Akika says: Case of the Ex

By Geisha Bar

Yesterday my sister-in-law and I popped down to the pub to see my brother, who had just finished playing in a golf tournament with a few friends – including my ex, who I am still technically married to, but have been separated from for about ten years (we got married SUPER young, far too young to be getting married in this day and age).

This was not awkward in the slightest – we were chatting away and laughing hysterically at all manner of silly shit, totally comfortable and enjoying each other’s company. At one point, a guy who didn’t know me asked if I was Mr. Ex’s partner. Laughing, we told him that I was the former Mrs. Ex and that we are off to get a divorce and brunch on Tuesday. Incredulously, he asked, “why the hell aren’t you guys still together? There’s so much magic between you two.”

Mr. Ex looked at me and said, “of course there is – that’s how you know it was real, when you can stand around and have a laugh and get along after all this time.”
It felt truly awesome that this guy, (whom I had cheated on by the way, mea culpa galore) who is now one of my brother’s best friends, could not only stand to be in the same room as me, but actually still had such a nice thing to say in my presence.

I should point out that there is nothing romantic remaining there whatsoever, we are very different people (and he has a beautiful fiancée and child), but this still floored me and gave me faith in humanity.

This is not going to be the case for everyone, but when two adults can be totally cool with the fact that they were once together, yet were not right for each other or it didn’t work out, it’s pretty awesome.

So, how do you achieve this?

Firstly, NO CONTACT after the break-up!

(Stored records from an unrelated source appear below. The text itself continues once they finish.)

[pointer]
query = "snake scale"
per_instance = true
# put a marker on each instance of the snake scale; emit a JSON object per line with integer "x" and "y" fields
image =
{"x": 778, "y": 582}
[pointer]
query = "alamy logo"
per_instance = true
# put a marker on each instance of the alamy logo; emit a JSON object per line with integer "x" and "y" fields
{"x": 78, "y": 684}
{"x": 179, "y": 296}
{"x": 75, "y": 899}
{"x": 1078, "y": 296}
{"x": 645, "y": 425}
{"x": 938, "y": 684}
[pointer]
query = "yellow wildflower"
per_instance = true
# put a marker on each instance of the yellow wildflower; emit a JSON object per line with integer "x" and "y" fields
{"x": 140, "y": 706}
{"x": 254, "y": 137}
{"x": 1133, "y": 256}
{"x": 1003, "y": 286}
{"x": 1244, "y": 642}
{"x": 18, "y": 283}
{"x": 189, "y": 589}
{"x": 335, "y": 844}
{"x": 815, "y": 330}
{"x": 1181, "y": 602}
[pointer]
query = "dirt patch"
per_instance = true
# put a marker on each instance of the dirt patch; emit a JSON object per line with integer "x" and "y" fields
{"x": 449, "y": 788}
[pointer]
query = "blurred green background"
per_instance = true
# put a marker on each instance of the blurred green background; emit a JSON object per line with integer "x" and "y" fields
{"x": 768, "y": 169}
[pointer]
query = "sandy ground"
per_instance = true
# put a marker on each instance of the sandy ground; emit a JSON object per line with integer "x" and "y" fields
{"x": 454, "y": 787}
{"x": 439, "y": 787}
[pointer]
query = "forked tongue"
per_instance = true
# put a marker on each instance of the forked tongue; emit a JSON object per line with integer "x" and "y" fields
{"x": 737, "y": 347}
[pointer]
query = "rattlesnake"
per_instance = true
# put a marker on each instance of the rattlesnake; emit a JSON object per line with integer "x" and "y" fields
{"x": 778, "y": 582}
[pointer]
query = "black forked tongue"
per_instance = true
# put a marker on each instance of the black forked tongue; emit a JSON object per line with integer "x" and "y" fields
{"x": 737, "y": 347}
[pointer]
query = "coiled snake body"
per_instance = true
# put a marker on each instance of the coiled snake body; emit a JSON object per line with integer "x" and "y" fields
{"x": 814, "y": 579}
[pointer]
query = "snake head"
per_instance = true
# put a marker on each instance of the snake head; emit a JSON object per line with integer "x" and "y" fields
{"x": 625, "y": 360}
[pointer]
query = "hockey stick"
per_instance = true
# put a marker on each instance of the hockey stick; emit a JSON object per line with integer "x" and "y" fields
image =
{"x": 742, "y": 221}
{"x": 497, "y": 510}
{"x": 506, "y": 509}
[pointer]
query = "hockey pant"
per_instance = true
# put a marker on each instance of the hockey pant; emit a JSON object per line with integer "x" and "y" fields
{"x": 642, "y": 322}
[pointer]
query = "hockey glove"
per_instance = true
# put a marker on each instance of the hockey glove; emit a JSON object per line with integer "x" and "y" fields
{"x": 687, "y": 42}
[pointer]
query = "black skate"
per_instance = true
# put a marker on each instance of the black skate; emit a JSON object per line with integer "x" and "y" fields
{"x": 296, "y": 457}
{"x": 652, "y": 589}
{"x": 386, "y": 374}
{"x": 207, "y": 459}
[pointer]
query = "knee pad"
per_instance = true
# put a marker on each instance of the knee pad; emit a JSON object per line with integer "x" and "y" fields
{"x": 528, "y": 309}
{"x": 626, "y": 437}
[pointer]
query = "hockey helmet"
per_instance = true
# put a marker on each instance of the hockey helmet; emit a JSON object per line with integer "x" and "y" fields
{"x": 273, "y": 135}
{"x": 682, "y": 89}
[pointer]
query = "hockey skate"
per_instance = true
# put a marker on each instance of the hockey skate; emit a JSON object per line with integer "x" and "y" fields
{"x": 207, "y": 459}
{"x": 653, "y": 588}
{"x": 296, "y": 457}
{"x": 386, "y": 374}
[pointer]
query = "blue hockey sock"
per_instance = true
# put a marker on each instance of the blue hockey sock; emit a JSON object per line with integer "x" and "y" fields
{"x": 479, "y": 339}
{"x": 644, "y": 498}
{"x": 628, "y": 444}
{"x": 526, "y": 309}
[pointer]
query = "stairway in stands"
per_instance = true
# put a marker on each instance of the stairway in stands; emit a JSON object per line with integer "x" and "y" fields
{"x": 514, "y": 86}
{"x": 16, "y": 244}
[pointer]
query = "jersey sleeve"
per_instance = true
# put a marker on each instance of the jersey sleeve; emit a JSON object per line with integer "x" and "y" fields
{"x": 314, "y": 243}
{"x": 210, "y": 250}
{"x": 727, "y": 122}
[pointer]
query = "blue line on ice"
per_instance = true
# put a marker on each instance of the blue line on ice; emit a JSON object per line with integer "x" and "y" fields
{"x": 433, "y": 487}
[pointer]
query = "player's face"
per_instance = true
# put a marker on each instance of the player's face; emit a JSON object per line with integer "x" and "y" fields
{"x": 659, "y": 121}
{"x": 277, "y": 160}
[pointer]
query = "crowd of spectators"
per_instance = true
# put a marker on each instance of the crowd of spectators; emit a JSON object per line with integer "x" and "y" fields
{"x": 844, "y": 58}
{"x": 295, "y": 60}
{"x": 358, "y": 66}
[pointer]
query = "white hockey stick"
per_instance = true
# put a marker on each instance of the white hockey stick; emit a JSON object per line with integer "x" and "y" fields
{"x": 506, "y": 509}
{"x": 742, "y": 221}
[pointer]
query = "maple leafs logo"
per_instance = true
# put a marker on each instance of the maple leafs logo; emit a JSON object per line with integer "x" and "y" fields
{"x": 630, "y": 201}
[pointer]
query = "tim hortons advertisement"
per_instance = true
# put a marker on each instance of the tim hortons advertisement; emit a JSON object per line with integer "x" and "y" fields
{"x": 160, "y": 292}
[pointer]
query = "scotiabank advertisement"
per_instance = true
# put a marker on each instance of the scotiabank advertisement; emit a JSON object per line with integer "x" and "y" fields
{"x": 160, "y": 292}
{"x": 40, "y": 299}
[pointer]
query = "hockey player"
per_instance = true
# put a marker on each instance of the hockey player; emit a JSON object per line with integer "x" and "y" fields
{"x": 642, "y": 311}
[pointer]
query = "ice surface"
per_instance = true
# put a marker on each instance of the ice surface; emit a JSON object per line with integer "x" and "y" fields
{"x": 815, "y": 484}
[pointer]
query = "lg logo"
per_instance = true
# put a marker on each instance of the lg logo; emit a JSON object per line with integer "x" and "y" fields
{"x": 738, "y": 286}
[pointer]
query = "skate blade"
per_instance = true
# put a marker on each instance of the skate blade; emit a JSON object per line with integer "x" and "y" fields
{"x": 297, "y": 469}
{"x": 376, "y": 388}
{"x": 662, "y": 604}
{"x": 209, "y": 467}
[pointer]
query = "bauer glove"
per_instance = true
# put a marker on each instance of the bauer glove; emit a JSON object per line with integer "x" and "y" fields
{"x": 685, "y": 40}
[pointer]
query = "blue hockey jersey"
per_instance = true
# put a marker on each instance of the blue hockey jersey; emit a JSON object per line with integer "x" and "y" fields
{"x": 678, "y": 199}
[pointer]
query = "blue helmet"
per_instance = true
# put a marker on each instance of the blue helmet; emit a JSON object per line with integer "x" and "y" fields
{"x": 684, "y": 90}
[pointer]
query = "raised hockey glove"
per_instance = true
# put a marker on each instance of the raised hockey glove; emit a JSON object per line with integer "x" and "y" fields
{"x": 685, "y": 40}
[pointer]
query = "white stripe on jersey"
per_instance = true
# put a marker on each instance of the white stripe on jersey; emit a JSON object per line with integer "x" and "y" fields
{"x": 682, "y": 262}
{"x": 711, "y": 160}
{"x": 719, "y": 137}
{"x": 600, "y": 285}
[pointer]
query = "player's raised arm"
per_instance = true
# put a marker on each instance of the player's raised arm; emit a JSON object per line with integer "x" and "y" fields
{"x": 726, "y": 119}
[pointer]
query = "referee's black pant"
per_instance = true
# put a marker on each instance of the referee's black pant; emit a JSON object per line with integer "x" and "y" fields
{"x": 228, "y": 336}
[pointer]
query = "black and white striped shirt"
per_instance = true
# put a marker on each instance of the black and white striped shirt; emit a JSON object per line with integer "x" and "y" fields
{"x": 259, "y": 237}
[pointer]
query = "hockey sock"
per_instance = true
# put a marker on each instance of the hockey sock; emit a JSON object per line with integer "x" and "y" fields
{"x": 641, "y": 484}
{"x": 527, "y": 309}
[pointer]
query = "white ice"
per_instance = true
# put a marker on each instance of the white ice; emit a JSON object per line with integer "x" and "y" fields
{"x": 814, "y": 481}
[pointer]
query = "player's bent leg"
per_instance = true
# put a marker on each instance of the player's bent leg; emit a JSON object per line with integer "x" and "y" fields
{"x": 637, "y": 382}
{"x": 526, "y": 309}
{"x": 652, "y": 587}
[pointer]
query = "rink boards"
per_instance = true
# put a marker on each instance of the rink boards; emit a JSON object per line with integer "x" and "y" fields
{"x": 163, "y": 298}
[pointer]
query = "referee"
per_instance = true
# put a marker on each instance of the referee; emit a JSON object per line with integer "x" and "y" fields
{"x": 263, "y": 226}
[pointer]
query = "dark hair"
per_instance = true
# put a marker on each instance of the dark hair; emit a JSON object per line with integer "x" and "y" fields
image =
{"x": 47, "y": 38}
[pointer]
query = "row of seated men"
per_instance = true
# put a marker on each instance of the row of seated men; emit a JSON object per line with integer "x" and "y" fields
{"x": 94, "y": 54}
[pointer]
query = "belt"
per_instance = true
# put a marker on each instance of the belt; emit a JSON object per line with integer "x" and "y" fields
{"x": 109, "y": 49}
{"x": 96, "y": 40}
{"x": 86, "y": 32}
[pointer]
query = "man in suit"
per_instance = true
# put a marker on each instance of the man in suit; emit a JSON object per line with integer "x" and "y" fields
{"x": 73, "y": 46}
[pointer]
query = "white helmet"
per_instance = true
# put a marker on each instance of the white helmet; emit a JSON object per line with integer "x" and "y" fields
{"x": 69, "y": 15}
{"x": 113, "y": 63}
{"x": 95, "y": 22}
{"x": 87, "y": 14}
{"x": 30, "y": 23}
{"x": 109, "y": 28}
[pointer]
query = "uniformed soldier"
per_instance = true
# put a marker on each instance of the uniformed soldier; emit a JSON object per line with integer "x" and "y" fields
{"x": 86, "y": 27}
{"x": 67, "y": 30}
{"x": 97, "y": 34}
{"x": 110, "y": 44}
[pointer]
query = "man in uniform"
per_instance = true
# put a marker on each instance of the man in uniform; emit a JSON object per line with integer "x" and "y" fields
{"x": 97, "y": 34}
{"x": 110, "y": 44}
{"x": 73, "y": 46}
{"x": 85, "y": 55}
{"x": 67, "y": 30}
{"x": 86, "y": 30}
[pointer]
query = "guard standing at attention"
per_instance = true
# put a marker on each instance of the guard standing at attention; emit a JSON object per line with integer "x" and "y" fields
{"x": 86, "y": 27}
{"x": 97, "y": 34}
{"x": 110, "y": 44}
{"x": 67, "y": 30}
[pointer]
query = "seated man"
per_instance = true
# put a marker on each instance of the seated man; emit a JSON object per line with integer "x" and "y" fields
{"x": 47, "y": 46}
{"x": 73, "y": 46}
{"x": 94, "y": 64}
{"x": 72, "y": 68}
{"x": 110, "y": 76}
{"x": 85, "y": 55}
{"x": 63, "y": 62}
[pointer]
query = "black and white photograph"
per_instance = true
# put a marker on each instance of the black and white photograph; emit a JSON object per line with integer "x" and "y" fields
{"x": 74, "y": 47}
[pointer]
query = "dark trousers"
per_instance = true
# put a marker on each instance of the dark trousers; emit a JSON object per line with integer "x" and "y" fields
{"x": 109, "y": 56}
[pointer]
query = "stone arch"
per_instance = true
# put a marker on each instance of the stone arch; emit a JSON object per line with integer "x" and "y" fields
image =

Going straight to friends NEVER WORKS. Why? Because in a break-up, there is always one person who wants the relationship to end and one person who doesn’t. When you officially break-up, the person who doesn’t want the relationship to end doesn’t just shut off their feelings. In most cases, they will do anything and everything in their power to remain friends with the other person – because they are still romantically tied to them. When this is the basis for a friendship, that person will ALWAYS get hurt. So don’t do it. EVER. Both people need to be fully over the relationship before any steps toward friendship can happen, otherwise it’s all a giant bag of resentment and hurt.

Once you are both truly over the past and have moved on with your lives, then, if you are still in some sort of proximity with that person, perhaps you will be friendly. Then again, perhaps not – it depends on a number of factors. I only see my ex maybe once a year, when he comes to our hometown to play golf – hardly what you’d call a tight-knit friendship, but it’s always great to see him when I do.

Let the cards fall where they may – if you guys are both mature and can forgive and forget, then there may be a chance for some form of friendship in the end.